Once you determine which problem you have, look for the corresponding fix below.
Note: Very old toilets may use a tank ball with lift rod rather than a flapper and lift chain to seal the flush valve opening. If this is your situation, consider replacing the flush valve unit with a more modern assembly. Modern kits offer a single piece that includes the flush valve, the refill tube, and flapper all in a single plastic unit.
If You Have to Hold the Lever Down Completely to Flush the Toilet
One of the most common toilet problems is having to hold the flush lever down to flush the toilet. Fortunately, this is an easy fix.
The problem is caused by too much slack in the lifting chain that connects the flush lever to the flapper. When the chain has too much slack, it cannot lift the flapper high enough to allow the full amount of water to flow down through the flush valve; it closes prematurely, thereby stopping the flush.

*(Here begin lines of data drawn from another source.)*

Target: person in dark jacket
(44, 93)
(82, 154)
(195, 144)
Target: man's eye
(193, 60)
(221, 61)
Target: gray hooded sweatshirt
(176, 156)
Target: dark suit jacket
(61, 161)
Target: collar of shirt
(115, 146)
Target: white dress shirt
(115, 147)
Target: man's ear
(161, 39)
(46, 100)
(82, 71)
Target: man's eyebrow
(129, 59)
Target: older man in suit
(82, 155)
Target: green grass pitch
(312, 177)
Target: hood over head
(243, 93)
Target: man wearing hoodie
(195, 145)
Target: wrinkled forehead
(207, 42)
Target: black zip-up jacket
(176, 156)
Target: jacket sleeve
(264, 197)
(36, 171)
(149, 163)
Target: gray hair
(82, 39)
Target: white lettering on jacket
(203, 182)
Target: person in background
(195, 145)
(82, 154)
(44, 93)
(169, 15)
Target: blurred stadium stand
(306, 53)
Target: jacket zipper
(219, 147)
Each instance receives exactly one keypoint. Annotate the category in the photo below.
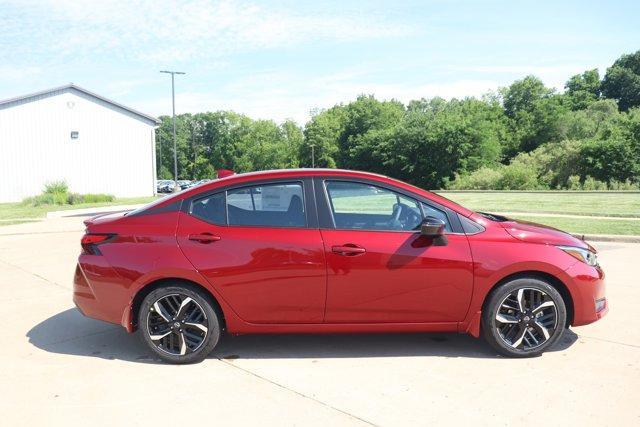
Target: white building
(67, 133)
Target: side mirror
(434, 228)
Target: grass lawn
(17, 211)
(597, 204)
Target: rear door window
(269, 205)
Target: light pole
(175, 144)
(313, 155)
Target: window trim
(325, 212)
(226, 216)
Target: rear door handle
(348, 249)
(204, 238)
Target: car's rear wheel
(179, 323)
(524, 317)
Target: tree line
(523, 136)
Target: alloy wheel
(526, 318)
(177, 324)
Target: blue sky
(280, 59)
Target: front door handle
(348, 249)
(204, 237)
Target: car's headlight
(584, 255)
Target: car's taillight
(91, 241)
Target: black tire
(180, 344)
(511, 337)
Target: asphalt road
(58, 367)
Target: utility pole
(313, 155)
(195, 153)
(176, 188)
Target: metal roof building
(71, 134)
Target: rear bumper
(87, 282)
(588, 293)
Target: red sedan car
(327, 251)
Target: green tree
(323, 132)
(583, 89)
(534, 114)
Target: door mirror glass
(432, 227)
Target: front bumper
(588, 293)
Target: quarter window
(271, 205)
(210, 209)
(361, 206)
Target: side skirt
(337, 328)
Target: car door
(380, 269)
(260, 246)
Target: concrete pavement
(58, 367)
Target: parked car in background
(327, 251)
(164, 186)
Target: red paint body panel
(402, 277)
(290, 280)
(268, 275)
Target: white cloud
(155, 31)
(281, 96)
(17, 73)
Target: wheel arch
(554, 281)
(172, 281)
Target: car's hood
(538, 233)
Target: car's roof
(284, 173)
(304, 172)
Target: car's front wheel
(524, 317)
(179, 323)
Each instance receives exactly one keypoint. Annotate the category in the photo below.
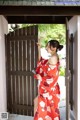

To fix this problem, simply adjust the chain length so there is about 1/2 inch of slack. If the leftover chain hangs down too far and interferes with any part, trim the length of the leftover chain.
If the Toilet Continues to Run After It Flushes
Sometimes water in the toilet tank will continue to flow even after the flush is completed. The problem is annoying, and it can be a tremendous waste of hundreds of gallons of water if it isn't fixed.
This usually is caused by another issue with the flapper. When the flapper doesn't tightly reseal against the flush valve, water will continue to flow down into the toilet bowl. Because the water level in the tank never reaches the level necessary to shut off the water supply valve (ballcock), fresh water continues to enter the tank endlessly.
There are several different fixes you can try here:
- Make sure the lift chain is not so long that it pinches between the flapper and the flush valve. If it is, water will leak down into the toilet bowl after the flush. Shorten the chain slightly so it doesn't get pinched beneath the flapper.
- Make sure the flapper is properly aligned so it seals correctly against the flush valve opening. You may be able to make small adjustments to the flapper that magically stop the leaking.
- If the rubber of the flapper is old and cracked, it will be unable to seal the flow of water into the tank. In this case, you'll need to replace the flapper. Or, you can replace the entire flush valve/flapper assembly with a convenient repair kit.